Japanese climber dies, another injured while attempting unnamed peak in Pakistan

A Japanese climber lost his life while another got injured while attempting to ascend an unnamed peak in the Ghanche district in Pakistan.

The condition of the injured climber is stable and efforts are being made to airlift him to safety via Pakistan Army helicopters on Sunday.

The ill-fated climbers, identified as Tamura Shinji and Samba Takayasu from Japan, embarked on an Alpine-style expedition to conquer a previously unclimbed peak towering at 6,800 meters in the Kanday valley of Ghanche district, according to Ghanche Deputy Commissioner Umer Vaqar. Tragically, their endeavor took a dire turn as both mountaineers slipped from their climbing rope, plummeting from a height of 5,300 meters, leading to significant injuries.

Takayasu, despite sustaining minor injuries, managed to move his injured partner, Shinji, to shelter in a tent before descending to the base camp for help.

Semba Takayasu recounted that their descent was marred by a fractured rappelling point, causing them to tumble simultaneously while gripping a tandem rope measuring approximately 60 meters (197 feet) in length. According to Takayasu, Shinji bore the brunt of the impact, sustaining a significant injury that he believed resulted from a collision with a rock.

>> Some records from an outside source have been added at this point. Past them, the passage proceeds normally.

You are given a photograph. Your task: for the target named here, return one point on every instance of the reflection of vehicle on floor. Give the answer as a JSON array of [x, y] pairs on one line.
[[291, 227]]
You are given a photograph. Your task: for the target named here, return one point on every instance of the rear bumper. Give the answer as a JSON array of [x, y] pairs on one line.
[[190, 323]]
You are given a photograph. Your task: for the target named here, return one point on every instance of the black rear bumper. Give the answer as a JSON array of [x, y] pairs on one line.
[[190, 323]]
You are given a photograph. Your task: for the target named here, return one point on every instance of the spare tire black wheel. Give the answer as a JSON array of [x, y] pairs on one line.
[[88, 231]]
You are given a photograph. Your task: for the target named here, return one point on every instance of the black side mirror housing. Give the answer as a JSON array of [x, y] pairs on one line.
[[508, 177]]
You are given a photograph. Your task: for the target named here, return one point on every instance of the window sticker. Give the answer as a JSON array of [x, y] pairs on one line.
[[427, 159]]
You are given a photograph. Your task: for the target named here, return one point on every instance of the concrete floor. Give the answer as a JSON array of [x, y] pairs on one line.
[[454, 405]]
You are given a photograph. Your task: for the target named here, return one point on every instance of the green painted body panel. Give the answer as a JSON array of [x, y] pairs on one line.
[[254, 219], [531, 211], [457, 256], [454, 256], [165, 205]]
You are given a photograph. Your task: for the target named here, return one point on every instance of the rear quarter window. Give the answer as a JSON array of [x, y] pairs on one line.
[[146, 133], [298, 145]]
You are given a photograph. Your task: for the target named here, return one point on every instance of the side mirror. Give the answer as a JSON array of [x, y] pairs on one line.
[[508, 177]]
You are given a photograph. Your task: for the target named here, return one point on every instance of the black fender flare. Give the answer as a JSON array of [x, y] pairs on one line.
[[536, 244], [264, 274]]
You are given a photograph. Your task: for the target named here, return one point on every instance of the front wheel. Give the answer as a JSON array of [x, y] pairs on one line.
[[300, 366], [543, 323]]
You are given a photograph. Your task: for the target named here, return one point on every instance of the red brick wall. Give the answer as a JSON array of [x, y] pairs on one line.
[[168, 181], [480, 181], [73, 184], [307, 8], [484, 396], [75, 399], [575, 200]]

“I told Shinji not to move because, you know, he’s so damages (injured) but looks like he has had some confidence to coming down,” Takayasu said.

Rescue attempts

A specialized rescue team, comprising experienced high-altitude climbers from Hushy Valley, was swiftly dispatched to locate and assist the stranded climber. Regrettably, their search efforts spanning several days were fruitless, leaving authorities to presume that Shinji had fallen into a crevasse during his nighttime descent.

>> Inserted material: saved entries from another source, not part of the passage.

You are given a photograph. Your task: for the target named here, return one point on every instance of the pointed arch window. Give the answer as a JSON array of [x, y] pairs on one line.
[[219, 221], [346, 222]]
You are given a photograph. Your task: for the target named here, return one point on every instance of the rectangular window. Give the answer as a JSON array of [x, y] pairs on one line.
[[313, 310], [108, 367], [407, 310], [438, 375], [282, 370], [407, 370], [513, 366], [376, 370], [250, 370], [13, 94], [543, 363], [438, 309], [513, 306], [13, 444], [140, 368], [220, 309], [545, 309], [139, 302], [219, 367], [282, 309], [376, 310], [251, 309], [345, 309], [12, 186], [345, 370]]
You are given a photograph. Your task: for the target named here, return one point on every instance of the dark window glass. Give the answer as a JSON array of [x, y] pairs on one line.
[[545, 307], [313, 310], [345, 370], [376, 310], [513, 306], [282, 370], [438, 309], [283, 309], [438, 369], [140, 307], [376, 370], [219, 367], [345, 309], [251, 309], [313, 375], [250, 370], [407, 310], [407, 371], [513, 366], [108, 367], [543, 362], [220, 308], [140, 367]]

The expedition’s organizer has confirmed that Takayasu’s condition remains stable at the base camp, with preparations underway for his evacuation via Pakistan Army helicopters to Skardu on the impending Sunday. He has also personally communicated the tragic incident to the family of his deceased climbing companion.

About the Climbers

Shinji Tamura and Takayasu Semba were no strangers to daring climbs, often targeting alpine-style first ascents. In 2021, they made a notable attempt at the inaugural ascent of Bondit Peak in the Karakoram, though this achievement was later accomplished by a Hungarian team.

Tamura’s climbing legacy was extensive, marked by numerous successful expeditions and summits. A renowned mountain guide and photographer, Tamura, born on August 14, 1966, boasted an illustrious career that included scaling Everest on four occasions, Manaslu four times, and Cho Oyu three times. His climbing pursuits extended to various corners of the Himalayas and Karakoram, leaving his mark on peaks like Broad Peak, Ama Dablam, Tawoche, Lobuche, Bondit Peak, Laila Peak, and Thamserku. His achievements weren’t confined to these regions alone, as he also conquered Aconcagua, Denali, Mount Logan, and Vinson in Antarctica. The tragic end to Tamura’s journey has left the mountaineering community and his admirers mourning the loss of a seasoned and accomplished climber.